In Java I would do something like:
java.awt.GraphicsEnvironment ge =
java.awt.GraphicsEnvironment.getLocalGraphicsEnvironment();
Font[] fonts = ge.getAllFonts();
is there an Android equivalent?
In Java I would do something like:
java.awt.GraphicsEnvironment ge =
java.awt.GraphicsEnvironment.getLocalGraphicsEnvironment();
Font[] fonts = ge.getAllFonts();
is there an Android equivalent?
Taken from Mark Murphy's answer on the Android Developers mailing list:
http://developer.android.com/reference/android/graphics/Typeface.html
There are only three fonts: normal (Droid Sans), serif (Droid Serif), and monospace (Droid Sans Mono).
While there may be additional fonts buried in WebKit somewhere, they appear to be inaccessible to developers outside of WebKit. :-(
The only other fonts are any TrueType ones you bundle with your application.
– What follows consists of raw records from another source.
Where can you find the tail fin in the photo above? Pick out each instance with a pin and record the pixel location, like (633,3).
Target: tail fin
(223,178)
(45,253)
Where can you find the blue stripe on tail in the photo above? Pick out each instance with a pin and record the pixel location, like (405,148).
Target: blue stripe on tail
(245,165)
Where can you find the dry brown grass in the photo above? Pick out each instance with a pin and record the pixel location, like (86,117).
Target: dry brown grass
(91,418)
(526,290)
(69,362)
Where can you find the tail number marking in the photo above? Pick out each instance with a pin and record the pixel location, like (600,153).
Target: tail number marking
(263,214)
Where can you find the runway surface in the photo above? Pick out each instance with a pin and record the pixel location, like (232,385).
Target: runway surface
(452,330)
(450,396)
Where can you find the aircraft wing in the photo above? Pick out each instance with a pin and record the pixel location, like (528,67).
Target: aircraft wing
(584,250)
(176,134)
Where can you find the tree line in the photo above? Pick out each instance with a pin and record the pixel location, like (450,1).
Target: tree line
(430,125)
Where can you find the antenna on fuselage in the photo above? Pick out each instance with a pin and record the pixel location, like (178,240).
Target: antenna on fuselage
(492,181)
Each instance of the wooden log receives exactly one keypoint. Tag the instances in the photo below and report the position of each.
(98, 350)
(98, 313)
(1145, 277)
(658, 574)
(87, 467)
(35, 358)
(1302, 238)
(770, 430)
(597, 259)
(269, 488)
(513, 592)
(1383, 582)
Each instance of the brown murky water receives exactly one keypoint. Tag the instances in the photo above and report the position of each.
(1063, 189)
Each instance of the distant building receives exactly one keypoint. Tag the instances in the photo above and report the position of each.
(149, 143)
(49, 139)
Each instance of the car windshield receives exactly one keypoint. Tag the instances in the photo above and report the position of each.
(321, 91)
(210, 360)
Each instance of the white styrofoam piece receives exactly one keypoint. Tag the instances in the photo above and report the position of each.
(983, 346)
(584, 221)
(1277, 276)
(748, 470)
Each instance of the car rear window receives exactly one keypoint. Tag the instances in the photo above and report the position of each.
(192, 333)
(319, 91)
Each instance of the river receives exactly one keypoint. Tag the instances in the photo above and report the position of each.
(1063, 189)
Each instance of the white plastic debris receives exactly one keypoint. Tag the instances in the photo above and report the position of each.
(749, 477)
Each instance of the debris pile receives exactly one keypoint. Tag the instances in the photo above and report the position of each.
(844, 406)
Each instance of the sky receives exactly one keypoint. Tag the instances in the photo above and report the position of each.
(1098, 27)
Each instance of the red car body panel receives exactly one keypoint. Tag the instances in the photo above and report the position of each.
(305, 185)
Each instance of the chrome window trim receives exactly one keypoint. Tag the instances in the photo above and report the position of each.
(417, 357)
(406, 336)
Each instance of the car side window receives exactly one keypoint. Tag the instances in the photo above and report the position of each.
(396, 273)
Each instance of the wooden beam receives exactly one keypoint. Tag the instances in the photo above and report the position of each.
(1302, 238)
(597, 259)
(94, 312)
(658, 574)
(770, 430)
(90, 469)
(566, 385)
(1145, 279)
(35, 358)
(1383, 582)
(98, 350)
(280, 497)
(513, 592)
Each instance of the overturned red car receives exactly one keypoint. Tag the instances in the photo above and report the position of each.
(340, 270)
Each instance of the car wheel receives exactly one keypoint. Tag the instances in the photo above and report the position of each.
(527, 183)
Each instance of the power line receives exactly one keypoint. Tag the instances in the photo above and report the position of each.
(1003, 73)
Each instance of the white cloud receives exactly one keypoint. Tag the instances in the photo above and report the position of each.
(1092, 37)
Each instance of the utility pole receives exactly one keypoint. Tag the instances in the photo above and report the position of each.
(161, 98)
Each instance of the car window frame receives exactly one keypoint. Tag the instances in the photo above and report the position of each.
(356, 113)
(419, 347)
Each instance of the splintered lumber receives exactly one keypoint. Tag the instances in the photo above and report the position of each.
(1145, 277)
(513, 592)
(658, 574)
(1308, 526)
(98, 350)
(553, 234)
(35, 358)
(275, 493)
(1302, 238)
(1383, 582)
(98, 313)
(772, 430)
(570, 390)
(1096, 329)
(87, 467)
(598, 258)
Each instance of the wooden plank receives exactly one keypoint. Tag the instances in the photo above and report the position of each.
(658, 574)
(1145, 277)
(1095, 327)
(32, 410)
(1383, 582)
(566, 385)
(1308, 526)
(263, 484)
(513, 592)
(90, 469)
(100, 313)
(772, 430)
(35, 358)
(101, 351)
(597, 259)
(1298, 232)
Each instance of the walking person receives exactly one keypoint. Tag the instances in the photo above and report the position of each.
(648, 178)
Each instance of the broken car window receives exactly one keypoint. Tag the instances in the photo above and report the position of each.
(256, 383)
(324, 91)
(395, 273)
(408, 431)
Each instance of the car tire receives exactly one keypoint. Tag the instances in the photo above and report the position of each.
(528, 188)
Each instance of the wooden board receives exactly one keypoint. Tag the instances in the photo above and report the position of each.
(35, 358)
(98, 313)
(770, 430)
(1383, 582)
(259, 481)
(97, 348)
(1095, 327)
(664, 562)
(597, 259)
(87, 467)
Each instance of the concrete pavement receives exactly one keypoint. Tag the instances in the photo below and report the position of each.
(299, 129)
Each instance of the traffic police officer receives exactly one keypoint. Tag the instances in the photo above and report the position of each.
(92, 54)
Edit: Roboto is a new font which came in with Android 4.0. You can use this library project to use it in all versions back to API level 4 https://github.com/mcalliph/roboto-text-view
Regarding the actual question, here is a way to create a list of all available fonts installed:
String path = "/system/fonts";
File file = new File(path);
File ff[] = file.listFiles();
Array ff[] will contain all the font files.
There are only 3 fonts available as part of android; normal (Droid Sans), serif (Droid Serif), and monospace (Droid Sans Mono).
Apps can include their own truetype fonts but can't install them for use by other apps.
couple of links about the fonts:
From Android 29, giving you an actual collection of android.graphics.fonts.Font
, there is SystemFonts.getAvailableFonts()
This answer isn't a programmatic solution, but the actual ttf fonts seem to be stored in the /system/fonts directory. Use adb shell ls /system/fonts
to list them, or adb pull /system/fonts
to transfer all of them to the connected computer (adb will create a folder named "fonts").
Android includes 3 base fonts, but unlike iOS, allow you to use just about any font you'd like. You can simply embed it with your app, instead of being limited to a preset list of fonts like Apple does (Apple doesn't allow font embedding). Pretty convenient.
Note that this is for Android itself, but web browsers (including the basic pre-installed Android web browser) does support all the standard HTML fonts.